Many a familiar face is now burried under the defiled soil, and many a shroud I did not dare touch had a dear one inside. Yet, it is not dying that disturb these people, to whom I belong inspite of my playing the role of a stranger. Whenever a dear one dies in these hopeless pit, part of the entity wears off. One may never have seen the departed, and yet his being part of the neighbourhood begets melancholic rays strong enough to weaken the strongest member among us. Death is always present in here, and is in continuous manifestation. But irrespective of the misery, none of us really wants to die, for death begets jealousy of life. In other words, if one dies, the other will have time to experience many a thing which the departed will not have the chance to experience, this is our philosophy. I do not believe in the afterlife, but they do, and many of them think that whatever it is they will find in heaven, it does not mean anything compared to the good hash they smoke by night in those cells called “Bertouch”. For me, I can say that I do not think there is something after death, and I do not believe I will be revived, but for now, as conscious as I am, I shall envy the living if I die, though my life is miserable.

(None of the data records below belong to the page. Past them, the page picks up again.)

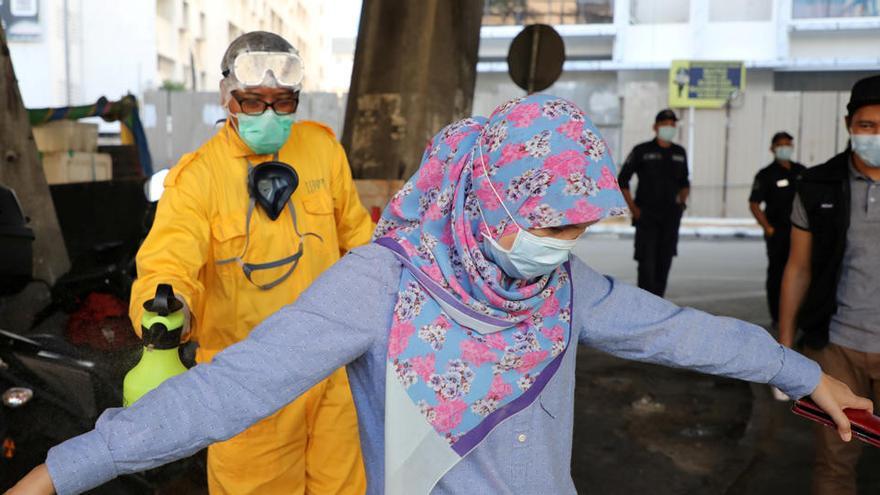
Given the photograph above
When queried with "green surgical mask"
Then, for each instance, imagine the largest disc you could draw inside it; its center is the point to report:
(667, 132)
(264, 133)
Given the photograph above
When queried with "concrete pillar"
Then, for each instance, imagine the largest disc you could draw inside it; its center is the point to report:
(21, 170)
(414, 72)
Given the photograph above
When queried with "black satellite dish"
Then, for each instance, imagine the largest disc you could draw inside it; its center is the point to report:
(535, 57)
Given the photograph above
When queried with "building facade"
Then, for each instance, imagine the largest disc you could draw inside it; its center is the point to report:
(74, 51)
(801, 56)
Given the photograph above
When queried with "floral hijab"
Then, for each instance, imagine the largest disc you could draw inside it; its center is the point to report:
(469, 346)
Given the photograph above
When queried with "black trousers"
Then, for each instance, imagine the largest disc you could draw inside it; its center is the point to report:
(656, 244)
(777, 257)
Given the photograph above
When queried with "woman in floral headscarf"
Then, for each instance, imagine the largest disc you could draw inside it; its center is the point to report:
(457, 327)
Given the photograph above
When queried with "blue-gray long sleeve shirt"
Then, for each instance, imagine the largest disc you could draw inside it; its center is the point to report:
(344, 318)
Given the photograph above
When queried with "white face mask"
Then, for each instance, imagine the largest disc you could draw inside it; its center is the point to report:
(867, 146)
(667, 132)
(530, 256)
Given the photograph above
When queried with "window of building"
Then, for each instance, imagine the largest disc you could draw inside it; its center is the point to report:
(521, 12)
(812, 9)
(740, 10)
(233, 31)
(654, 12)
(165, 9)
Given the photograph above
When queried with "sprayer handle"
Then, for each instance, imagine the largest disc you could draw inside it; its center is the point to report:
(163, 299)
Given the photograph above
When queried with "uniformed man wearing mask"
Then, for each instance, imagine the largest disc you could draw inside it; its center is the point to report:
(661, 198)
(774, 187)
(246, 223)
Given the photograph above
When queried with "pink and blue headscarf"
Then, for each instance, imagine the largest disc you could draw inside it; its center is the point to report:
(469, 346)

Working by day and fornicating with other miserable women, or drinking alcohol by night is how life works here. Though careless enough not to pay attention to whether life has a meaning or not, their lives are carefully composed of ephemeral meanings which can be summed up in sex, alcohol, music, and sometimes prayers. These are my generation and the older one, whereas the one older than both consists of the old illiterate men and women of whom I have spoken at the beginning, those whose hands and faces are full of meaningful, traditionally-made tattoos. Now, one may ask why I have written all of this. Well, I think I have written it to show my own self the reality of my people, through my own eyes, but while observing them without being part for at least some time. I dream of understanding why I love them, and why I love the city. But I think that is a question to which there is no answer currently.
I, now, fancy myself spitting at this city, cursing it, and smiling, but all I get in return is a smile, as that of Mona Lisa, or as that one makes when one is having sex with an old love. O Khemisset, I shall never understand this relationship.